不过他倒是理解,“你刚才不是说有人相劝,或许其意识到了。”
“说不定,回到府邸,随便找个由头就杀了。”
“毕竟是一介马夫,丞相要杀他,还不是易如反掌,倒是这朝堂,恐怕近期也要大变起来。”
“那位丞相愤怒之下,也不知道要做什么……”
苏闲点点头,“也是,杀一个马夫不算什么。而且胡孝城虽然是其儿子,但胡惟庸也并不是只有一个儿子。”
这个时代就是如此,子嗣虽然是骨肉至亲,但是当儿子太多的时候,亲情也会分散。
所以,胡惟庸固然会悲伤至极,但应该很快就能调整过来。
“唉!”
突然。
苏贵渊叹了一口气,也不知道其想到什么,眉宇之间,存着淡淡的忧虑。
苏闲下意识的想问。
但见其已经说了出来,“我看得出来,这胡惟庸分明是要将印版案闹得越来越大,想要将魏国公扯入此案,那么一般的罪名肯定不行。”

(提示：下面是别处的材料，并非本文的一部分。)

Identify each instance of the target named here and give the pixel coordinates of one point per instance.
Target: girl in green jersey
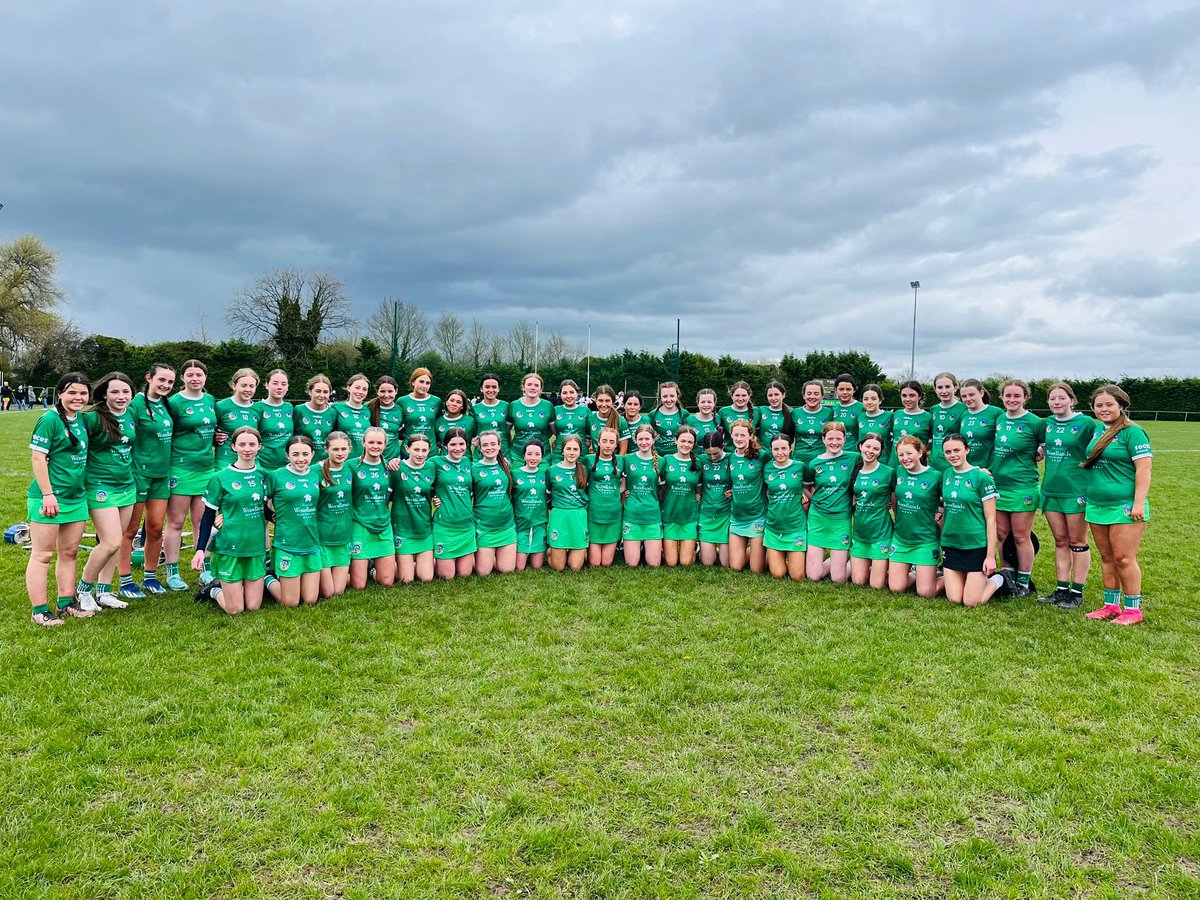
(569, 508)
(412, 511)
(605, 471)
(714, 501)
(192, 462)
(372, 544)
(237, 493)
(642, 528)
(111, 487)
(529, 503)
(918, 497)
(679, 489)
(828, 491)
(1119, 467)
(294, 493)
(496, 529)
(871, 523)
(969, 528)
(454, 522)
(151, 474)
(335, 515)
(57, 504)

“恐怕也是那屈指可数的几个大罪,如果一旦被其真的做到……”
后面的话他没说。
他能从大理寺内出狱,不是因为真的无罪。
而是因为暂时被放还,免死宝钞可以免除一般罪行的死。
然而总有那么几个大罪名,别说免死宝钞了,就是你有一千个丹书铁券,也没有一死作用。
在他看来。
魏国公现在,几乎是他们的“试探石头”。
不出事还好。
一出事,那便证明,甚至要牵扯九族的罪名要来了……
“也不用这么担心。”
知道父亲在想着什么,苏闲还是劝道:“只要北元的主力还在,短时间内,无需我们操心魏国公。”
“是这个理!”
苏贵渊点了点头,也顺便放下了心思。
……
而同一时间。
“徐府!”
本来信誓旦旦的三司,现在陷入了僵持。
赵庭一没有见到陛下,二回来的时候,丞相又遇到了那种惨事。
他自然没办法再上前,提及这次的“公事”!
最后,再度来到这徐府,却是大眼瞪小眼。
徐达也已经听闻,心中仅仅是有些意外,毕竟,生死他见的多了。
只是看了一眼三司,旋即冷冷道:
“虽然三司可以不顾忌宵禁,但尔等若是整夜站在我徐府之外……哼!魏国公还没有定下罪名呢!”
一边说罢,他便头也不回,回到家里。
徐辉祖、徐膺绪等兄弟立刻上前,徐妙清和徐妙锦也是忧心忡忡。
反观徐达,却是哈哈大笑起来。
“怕个什么?放你们的心,该吃吃该喝喝,咱们徐府可是要与国长存的!”
……
夜深。
一天没露面的朱元璋,终于在晚间回到了坤宁宫。
一进门。
就看到马皇后蹙着眉头,桌子上的饭菜也没动过,看样子根本就没吃。
而自家的儿子,不仅老大在此,甚至连老四也在场。
看到他的第一时间。
两兄弟就立刻上前,“父皇……您去哪儿了?”
“哈……”朱元璋笑了笑,似乎浑然不知今天发生的事情,而是指了指身后。
这时候他们才看到,此刻跟着他进入坤宁宫的也有几个小公公,正背着已经熟睡的朱雄英……
马皇后见此,连忙让他们将孙儿交给宫女,再让后者带回去休息后。
她这才恼怒道:“这段时间,可算是带着你孙儿玩疯了!可你知不知道,这京城都乱成了什么样子?”
“啊?乱成了什么?”
朱元璋恍然不知,只是坐了下来,似乎真是饿急了,连忙拿起筷子,手也不洗,就这么吃了起来。
“父皇!”
朱棣再也忍不住,“三司真是好大的胆子,今天竟然靠着传言,前去搜刮魏国公府邸,还号称搜出了罪证,要请亲军都尉府亲查,不仅如此,还要将岳父关入大牢!”
“哦?有这事?”朱元璋抬起头。
“行了,别装傻了!”马皇后有些怒气,“你身为大明的皇帝,这段时间不理国事也就算了,我可以看做你想休息休息。但没伱这么干的,纵容底下臣子相互猜忌。”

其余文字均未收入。